100 Floors is a new iOS release from Tobi Apps. Like its spiritual — though unrelated — precursor DOOORS, 100 Floors is a “room escape” puzzle adventure game that has proven immensely popular with mobile gamers. At the time of writing, it is the No. 2 free app on iPhone having spent most of the month of May in the top 3 — occasionally even at No. 1. It’s available now as a free, non-Universal iPhone download from the App Store.
Like DOOORS, 100 Floors tasks players with escaping from a variety of innocuous-looking rooms using only the items around them and the capabilities of their phone. Rather than simply moving from room to room as in DOOORS, however, 100 Floors sees players attempting to open a series of elevator doors to ride up to the next floor. Despite the name, the game does not yet feature 100 levels, though the developer is providing regular free updates with new challenges as well as soliciting feedback and suggestions from the community.

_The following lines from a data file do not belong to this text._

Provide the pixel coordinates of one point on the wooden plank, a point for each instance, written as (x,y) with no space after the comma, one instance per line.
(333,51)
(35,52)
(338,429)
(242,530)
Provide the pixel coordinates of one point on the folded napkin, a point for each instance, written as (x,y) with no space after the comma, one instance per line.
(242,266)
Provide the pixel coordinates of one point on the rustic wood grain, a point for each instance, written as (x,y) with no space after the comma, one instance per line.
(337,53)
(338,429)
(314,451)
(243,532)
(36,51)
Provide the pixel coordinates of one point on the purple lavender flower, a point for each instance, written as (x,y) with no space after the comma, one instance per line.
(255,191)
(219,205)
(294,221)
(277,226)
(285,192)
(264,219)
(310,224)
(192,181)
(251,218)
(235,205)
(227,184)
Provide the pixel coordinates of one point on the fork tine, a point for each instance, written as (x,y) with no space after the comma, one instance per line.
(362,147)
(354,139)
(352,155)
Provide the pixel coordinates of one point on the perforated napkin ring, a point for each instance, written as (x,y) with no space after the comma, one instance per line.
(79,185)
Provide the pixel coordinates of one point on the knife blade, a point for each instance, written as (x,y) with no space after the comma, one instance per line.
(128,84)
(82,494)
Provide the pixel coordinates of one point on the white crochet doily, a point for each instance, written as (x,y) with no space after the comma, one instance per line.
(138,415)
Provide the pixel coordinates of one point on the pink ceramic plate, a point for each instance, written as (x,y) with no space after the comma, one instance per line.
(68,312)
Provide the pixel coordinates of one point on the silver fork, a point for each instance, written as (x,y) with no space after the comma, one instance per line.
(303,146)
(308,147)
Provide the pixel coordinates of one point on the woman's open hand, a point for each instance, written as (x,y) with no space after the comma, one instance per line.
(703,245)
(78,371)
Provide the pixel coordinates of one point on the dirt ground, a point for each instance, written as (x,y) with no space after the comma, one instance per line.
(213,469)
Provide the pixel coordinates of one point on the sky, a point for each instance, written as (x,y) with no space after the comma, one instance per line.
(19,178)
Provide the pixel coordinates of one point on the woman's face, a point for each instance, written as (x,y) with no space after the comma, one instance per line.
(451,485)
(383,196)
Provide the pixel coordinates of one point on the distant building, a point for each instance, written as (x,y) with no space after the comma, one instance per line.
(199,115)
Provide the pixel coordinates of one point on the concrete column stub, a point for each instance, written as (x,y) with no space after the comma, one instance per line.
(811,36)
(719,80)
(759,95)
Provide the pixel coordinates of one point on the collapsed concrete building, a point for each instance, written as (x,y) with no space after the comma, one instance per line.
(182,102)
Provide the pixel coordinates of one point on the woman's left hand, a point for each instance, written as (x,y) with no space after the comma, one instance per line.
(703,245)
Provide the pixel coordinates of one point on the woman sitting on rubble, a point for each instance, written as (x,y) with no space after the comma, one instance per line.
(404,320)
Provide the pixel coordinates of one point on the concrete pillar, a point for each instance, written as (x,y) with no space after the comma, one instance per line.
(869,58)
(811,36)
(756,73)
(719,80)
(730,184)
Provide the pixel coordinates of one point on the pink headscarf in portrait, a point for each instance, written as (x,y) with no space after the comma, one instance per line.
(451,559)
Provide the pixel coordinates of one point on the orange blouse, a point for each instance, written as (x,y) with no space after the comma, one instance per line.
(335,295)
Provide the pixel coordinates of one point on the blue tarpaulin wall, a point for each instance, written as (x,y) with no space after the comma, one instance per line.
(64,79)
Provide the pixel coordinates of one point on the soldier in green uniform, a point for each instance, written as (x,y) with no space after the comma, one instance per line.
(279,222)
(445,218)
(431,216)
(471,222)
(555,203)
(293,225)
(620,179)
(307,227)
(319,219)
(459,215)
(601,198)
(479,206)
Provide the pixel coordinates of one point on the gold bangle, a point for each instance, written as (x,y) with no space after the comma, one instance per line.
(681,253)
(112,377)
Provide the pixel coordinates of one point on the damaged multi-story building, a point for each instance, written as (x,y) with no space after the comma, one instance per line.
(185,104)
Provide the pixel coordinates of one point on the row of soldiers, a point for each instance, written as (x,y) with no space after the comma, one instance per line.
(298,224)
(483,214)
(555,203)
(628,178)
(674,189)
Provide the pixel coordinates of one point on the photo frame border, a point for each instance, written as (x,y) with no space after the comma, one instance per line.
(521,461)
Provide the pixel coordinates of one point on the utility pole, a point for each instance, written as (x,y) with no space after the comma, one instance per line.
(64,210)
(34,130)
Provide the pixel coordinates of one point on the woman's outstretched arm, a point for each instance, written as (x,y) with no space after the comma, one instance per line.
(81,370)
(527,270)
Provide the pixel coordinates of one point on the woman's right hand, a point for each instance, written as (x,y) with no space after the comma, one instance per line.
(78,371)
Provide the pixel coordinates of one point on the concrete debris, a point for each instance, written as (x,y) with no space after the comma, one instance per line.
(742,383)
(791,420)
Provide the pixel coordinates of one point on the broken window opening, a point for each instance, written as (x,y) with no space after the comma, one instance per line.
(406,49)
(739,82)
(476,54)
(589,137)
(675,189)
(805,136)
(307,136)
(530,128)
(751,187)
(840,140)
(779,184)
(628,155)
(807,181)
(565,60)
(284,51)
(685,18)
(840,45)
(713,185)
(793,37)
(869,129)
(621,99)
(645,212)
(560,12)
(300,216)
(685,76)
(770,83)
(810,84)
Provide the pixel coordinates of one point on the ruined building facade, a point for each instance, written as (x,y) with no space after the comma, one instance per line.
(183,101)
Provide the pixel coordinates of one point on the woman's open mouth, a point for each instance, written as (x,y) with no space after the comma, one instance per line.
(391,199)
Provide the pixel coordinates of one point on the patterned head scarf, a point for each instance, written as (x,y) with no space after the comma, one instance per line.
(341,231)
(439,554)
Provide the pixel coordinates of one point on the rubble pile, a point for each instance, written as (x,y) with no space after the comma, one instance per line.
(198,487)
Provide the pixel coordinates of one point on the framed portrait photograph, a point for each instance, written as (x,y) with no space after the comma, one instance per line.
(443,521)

Early levels are very simple, requiring the player to simply make one or two actions to open the doors. As the game progresses, however, solutions become more and more esoteric, making use of not only the touchscreen of the iPhone but also its accelerometer. Sometimes players might have to shake or tilt the device; others they must simply figure out what they need to tap, drag or pinch on in order to proceed.
Like most games of this type, 100 Floors offers absolutely no explanatory text whatsoever, meaning a key part of the experience for the player is discovering exactly what they have to do. This generally involves prodding, poking and pinching the screen as well as tilting or wobbling the device around just to see if anything happens. As happened with DOOORS and other similar games, an informal community has developed among the App Store reviewers for the game, posting solutions to the various puzzles in lieu of actual reviews.
The game monetizes entirely through banner ads present at the bottom of the screen during play. There is no facility to remove these via in-app purchase, and no other means for a player to give the developer money. The ads are not overly obtrusive, but it is at times easy to accidentally tap on them during play, causing the device to switch over to Safari and display the link in question. Some App Store reviewers have indicated that they would prefer a paid option to remove advertising altogether.
The game also does not feature any social features. Since the game is a solitary puzzle title, this is unsurprising, though the addition of a Game Center leaderboard showing progress, achievements to celebrate milestones or the facility to brag about solving particularly challenging floors via social networks would doubtless help with the game’s virality. That said, given that the game has been riding high in the charts for most of the month so far, one could argue that the game doesn’t need any additional help with promotion.
100 Floors is a simple, addictive, minimalist experience. Its popularity stems from the fact that while the puzzles offer no explanation, the discovery of a solution is immensely satisfying. While its high ranking in the charts may be relatively short-lived if DOOORS’ ranking pattern is anything to go by, it will doubtless help to build a good name for the developer along with some modest monetization via advertising.